In this way, hybrid forms are the perfect medium with which to mediate on the muddy themes of country and myth-making. Beyond the big-time political impacts, the storytelling is personal: “Chi” cuts through the official narrative of Chinese history to show how authoritarianism has small but significant impacts on ordinary but important lives. Families were dispersed and lovers turned to ghosts.
The problem is that this species is evolving faster than the film industry’s conventional understandings of what documentary is. It is a major issue that many awards and competitions for documentaries are finding it harder recognize documentaries that access the full spectrum of cinema’s aesthetics and that experiment in a hybrid space. This is a great shame: As in all art, the most exciting work is made in the grayest of spaces.
Just defining a film’s genre is edging toward the impossible: at Locarno Film Festival this year, there were feature films that felt like documentaries (“Paradise,” shot illicitly in Iran), films that were partly scripted and partly improvised doco with actors playing themselves (“Olmo and the Seagull, “a Danish, French, Brazilian, Portugese co-production), and narrative features that incorporated documentary elements (“The Sky Trembles…,” a British art film set in Morocco that felt closer to something you’d watch in a gallery).
Guerin’s “Academy of the Muses” smudges the boundaries even more. It follows Italian professor Raffaele Pinto engaging in vivid discussions of love, beauty and truth with his class. The conversations move from the theoretical — Dante, Apollo and Orpheus — to the personal, as Pinto begins to use his position to seduce his adoring female students. Watching the film is like drinking too much coffee with your smartest, most sparkling friends, going beyond your pre-formed ideas and reaching new conclusions together through animated debate.

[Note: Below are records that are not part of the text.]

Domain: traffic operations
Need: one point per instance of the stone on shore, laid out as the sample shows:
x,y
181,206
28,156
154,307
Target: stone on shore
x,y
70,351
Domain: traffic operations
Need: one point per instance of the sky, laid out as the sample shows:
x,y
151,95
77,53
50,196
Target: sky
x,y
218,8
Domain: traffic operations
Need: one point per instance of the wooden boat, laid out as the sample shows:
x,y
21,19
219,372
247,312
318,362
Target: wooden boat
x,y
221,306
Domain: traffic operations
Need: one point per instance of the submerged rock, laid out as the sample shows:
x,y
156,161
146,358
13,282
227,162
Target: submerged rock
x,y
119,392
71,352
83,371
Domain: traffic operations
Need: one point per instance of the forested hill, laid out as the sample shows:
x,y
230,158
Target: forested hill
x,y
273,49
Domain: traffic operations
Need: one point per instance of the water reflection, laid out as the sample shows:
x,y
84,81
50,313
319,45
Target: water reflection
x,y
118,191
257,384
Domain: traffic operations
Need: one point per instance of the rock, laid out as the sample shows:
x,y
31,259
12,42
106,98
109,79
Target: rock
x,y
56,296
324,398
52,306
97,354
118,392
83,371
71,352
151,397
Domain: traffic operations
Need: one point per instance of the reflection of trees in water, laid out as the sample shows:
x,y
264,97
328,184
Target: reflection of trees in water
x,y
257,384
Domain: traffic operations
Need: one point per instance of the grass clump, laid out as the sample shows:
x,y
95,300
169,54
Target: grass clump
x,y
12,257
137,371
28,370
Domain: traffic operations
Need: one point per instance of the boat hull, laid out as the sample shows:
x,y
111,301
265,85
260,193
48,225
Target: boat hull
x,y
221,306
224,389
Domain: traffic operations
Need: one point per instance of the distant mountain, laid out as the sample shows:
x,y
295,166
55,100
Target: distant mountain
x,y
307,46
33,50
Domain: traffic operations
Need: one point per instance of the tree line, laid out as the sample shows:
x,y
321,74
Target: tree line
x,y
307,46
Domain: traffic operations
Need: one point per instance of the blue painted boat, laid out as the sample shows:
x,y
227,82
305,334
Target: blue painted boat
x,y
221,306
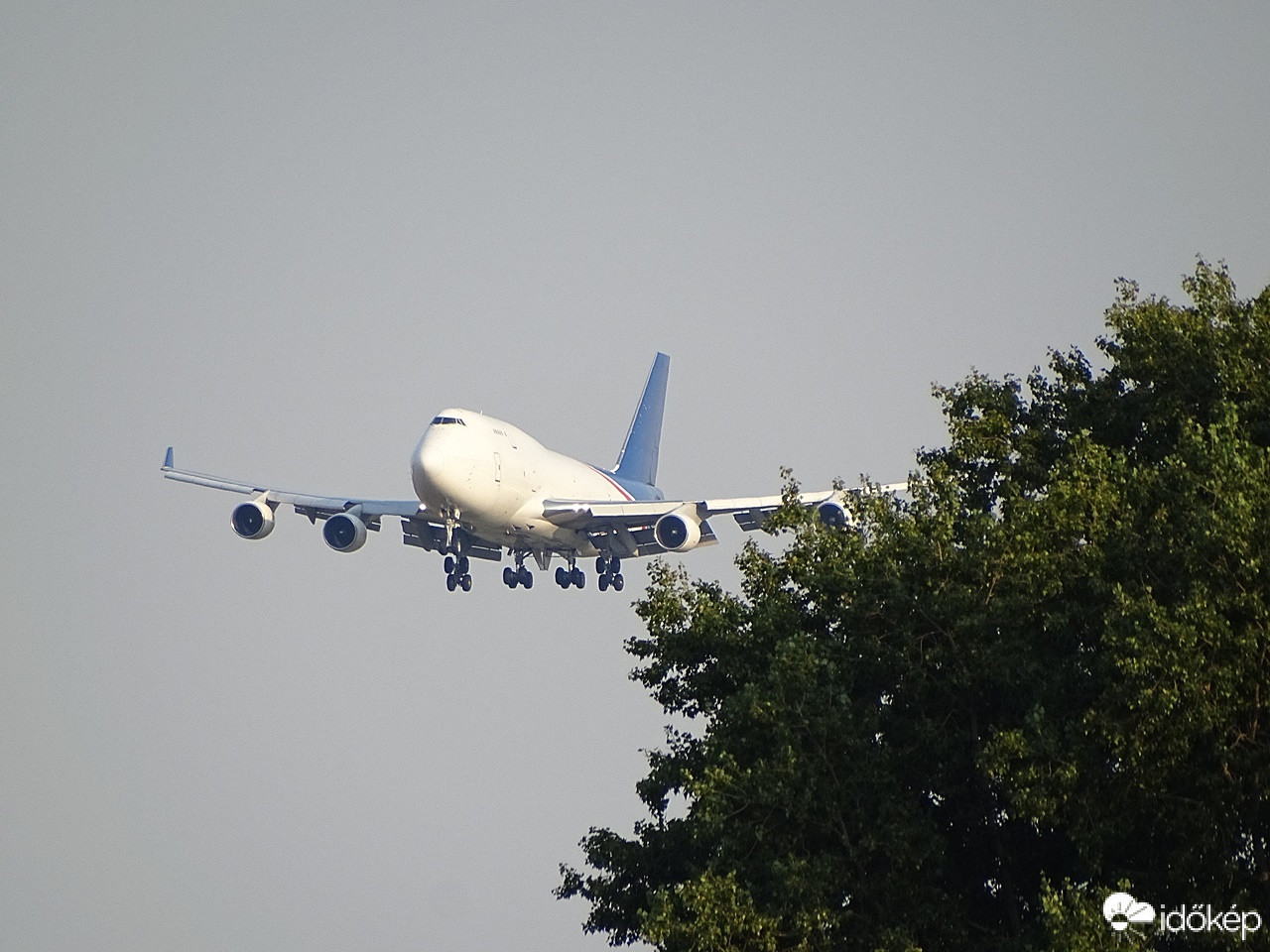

Like “Chi,” “Academy” works because its form perfectly expresses its themes. Director José Luis Guerin shoots his subjects through the glass of café and car windows, so that their faces are filtered through the reflections of bikes, trucks, people, trees and other signs of life in the world around them. The film becomes about their faces in thought and about intellect as it flickers in their eyes and micro-expressions. Guerin depicts a totally different vision of beauty: a brainy beauty expressed in ideas and words and thoughts rather than physical actions.
Starting with a scene from a real-life classroom discussion, “Academy” appears as a documentary. But it is in fact largely scripted from thereon in. The professor is real, as his wife (who annihilates him, intellectually and to great comic effect), as are his students. It is intentionally shot like a documentary, but almost breaches the zone of a rom-com or melodrama, hence its placement in Locarno’s Signs of Life program, dedicated to frontier regions of experimentation.
Both “Chi” and “Academy of the Muses” show a passage of cinema in proliferation and transformation, brimming with formal possibility. Neither fit into any pre-existing notion of cinema. The hybrid sub-genre could move in a million future directions. Indeed, the barrier between fiction and non-fiction is already blurring at a faster pace than we can redefine.